Activate your python environment (e.g., conda activate nlp_class).
Go to the homework directory that contains setup.py file (the same directory this README.md is in).
Install the package using the command pip install --editable .. It should download all of the dependencies and install your module.
If you are on a GPU machine, you need to install a GPU version of PyTorch. To do that, first, check what CUDA version your server has with nvidia-smi.
1. If your CUDA version is below 10.2, don’t use this server
2. If your CUDA version is below 11, run pip install torch
3. If your CUDA version is 11.X run, pip install torch==1.10.2+cu113 -f https://download.pytorch.org/whl/cu113/torch_stable.html
4. Check that pytorch-GPU works via python -c "import torch; print(torch.cuda.is_available())". If it returns False, reinstall pytorch via one of the above commands (usually this helps), if it doesn’t help, describe your problem in #discussion.
5. If you are using 30XX, A100 or A6000 GPU, you have to use CUDA 11.3 and above.

Explaining pip install -e . command: pip is the python package manager. install is the pip command to install the module. -e is the argument that says to install the module in editable mode which allows you to edit the package and import from it right away without the need to reinstall it. The final argument is . which says “the package is located in the current directory”.

Submitting this homework

NOTE: Do not add model.pt and other large files to your git repository.

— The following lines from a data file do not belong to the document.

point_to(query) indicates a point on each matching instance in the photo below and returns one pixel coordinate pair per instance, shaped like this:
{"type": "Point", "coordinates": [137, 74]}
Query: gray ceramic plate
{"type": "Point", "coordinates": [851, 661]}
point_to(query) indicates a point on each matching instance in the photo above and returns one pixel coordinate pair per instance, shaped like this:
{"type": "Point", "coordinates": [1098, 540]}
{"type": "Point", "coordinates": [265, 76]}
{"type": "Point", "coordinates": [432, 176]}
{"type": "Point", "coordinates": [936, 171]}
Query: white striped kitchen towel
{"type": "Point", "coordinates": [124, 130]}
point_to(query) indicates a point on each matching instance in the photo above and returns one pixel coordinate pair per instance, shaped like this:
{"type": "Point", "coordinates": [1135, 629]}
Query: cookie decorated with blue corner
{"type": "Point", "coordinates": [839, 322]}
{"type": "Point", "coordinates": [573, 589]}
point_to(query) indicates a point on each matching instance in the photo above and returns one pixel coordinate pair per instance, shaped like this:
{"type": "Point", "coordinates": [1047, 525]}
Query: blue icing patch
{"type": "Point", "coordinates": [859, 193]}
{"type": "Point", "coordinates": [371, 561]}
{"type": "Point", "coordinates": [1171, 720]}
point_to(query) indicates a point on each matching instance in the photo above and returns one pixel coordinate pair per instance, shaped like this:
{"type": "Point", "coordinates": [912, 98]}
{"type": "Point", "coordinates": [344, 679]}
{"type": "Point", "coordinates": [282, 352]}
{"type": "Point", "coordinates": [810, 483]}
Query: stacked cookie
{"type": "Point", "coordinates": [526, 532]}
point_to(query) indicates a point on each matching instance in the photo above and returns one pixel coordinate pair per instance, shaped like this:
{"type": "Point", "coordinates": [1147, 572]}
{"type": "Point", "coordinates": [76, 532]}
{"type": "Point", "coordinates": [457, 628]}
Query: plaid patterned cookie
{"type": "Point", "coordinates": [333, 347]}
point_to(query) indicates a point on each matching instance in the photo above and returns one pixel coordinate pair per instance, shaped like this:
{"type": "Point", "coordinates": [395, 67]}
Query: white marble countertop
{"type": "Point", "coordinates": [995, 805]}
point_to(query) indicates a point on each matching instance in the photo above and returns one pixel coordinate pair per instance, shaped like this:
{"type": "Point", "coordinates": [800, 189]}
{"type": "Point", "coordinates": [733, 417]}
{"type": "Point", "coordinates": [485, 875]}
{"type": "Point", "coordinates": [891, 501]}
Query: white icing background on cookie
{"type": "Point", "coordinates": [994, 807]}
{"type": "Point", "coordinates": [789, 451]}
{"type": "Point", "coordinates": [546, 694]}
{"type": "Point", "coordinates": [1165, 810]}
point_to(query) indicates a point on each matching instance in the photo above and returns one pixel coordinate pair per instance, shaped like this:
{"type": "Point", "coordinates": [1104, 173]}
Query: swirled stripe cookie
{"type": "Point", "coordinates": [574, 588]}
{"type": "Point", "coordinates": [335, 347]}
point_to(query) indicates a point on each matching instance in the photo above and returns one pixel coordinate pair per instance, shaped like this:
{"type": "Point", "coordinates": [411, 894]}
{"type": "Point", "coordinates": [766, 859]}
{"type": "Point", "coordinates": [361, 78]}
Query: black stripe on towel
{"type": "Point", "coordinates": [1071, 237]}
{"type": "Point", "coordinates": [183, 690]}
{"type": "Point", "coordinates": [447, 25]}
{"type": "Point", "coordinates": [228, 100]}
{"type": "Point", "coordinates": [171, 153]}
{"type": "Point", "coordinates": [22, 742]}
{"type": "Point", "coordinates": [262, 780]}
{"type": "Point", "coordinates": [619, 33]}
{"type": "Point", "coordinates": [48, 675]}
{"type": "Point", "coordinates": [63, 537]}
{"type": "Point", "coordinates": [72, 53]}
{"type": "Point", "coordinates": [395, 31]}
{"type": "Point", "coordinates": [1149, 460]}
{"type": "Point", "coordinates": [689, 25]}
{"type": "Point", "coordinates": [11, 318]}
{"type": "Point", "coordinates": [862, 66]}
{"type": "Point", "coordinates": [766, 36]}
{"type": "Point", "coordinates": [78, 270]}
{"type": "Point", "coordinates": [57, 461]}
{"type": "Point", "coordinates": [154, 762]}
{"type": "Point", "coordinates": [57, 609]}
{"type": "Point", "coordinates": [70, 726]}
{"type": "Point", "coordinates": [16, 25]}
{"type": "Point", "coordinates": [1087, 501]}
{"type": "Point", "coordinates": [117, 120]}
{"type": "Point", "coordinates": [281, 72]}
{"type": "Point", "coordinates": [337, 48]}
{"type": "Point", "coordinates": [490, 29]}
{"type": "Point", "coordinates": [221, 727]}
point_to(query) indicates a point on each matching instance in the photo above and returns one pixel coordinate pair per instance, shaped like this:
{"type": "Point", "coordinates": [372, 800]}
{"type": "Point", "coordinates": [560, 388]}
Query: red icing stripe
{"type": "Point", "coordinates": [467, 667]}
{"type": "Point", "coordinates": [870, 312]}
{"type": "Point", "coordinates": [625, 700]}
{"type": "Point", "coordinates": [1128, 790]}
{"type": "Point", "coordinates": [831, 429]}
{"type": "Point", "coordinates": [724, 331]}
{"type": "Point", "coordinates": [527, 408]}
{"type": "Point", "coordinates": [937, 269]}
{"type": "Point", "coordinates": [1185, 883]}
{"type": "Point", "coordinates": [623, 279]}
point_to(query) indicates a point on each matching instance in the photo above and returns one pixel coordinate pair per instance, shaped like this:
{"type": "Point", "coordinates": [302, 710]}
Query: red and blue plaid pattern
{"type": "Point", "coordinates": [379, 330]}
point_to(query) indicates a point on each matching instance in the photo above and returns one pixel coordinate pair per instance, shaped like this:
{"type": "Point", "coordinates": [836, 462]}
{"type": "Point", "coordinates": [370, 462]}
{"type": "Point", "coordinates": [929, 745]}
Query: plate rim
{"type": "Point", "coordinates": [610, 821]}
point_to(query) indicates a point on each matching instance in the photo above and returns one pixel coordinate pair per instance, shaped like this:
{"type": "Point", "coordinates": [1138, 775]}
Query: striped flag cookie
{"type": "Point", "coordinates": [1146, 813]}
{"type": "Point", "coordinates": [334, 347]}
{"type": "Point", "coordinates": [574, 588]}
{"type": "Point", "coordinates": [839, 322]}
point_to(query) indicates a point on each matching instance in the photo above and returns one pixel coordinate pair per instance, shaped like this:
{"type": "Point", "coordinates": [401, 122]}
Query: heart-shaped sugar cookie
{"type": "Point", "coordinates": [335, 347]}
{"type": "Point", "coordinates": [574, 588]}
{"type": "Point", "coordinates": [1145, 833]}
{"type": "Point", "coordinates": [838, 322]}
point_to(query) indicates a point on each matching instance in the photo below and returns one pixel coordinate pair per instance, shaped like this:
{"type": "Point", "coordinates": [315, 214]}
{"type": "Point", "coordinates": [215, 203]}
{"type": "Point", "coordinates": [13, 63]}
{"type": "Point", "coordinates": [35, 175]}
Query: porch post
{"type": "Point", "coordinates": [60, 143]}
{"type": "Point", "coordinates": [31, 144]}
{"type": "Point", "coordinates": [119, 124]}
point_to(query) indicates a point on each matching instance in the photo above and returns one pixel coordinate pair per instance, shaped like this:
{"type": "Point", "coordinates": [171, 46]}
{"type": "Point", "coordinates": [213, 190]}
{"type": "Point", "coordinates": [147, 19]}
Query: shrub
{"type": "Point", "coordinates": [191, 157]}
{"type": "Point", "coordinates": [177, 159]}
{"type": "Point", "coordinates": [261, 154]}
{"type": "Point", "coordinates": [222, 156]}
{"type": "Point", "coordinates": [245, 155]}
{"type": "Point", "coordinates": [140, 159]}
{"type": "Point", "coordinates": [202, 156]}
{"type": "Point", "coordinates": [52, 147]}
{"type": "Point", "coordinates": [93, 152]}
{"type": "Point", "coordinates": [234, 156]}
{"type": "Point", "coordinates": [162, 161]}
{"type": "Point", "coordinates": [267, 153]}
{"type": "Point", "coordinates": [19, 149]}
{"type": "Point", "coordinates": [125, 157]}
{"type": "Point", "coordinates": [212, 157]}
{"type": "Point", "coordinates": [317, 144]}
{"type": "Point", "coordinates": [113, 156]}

Restart your .ipynb notebooks and execute them top-to-bottom via the “Restart and run all” button. Not executed notebooks or the notebooks with the cells not executed in order will receive 0 points.
If you are using GitHub, add github.com/guitaricet and github.com/NamrataRShivagunde to your repository collaborators, so we could access your code. Push your last changes (including the executed notebooks) and submit the link to your GitHub repository to the Blackboard.
If you are not using GitHub, delete output_dir (or move its contents somewhere else if you want to reuse them later) and wandb directories. Zip this directory and submit the archive to the Blackboard.
Submit a link to your best wandb run to the Blackboard too. You will be evaluated based on the BLEU score of your model. Make sure your wandb project is public.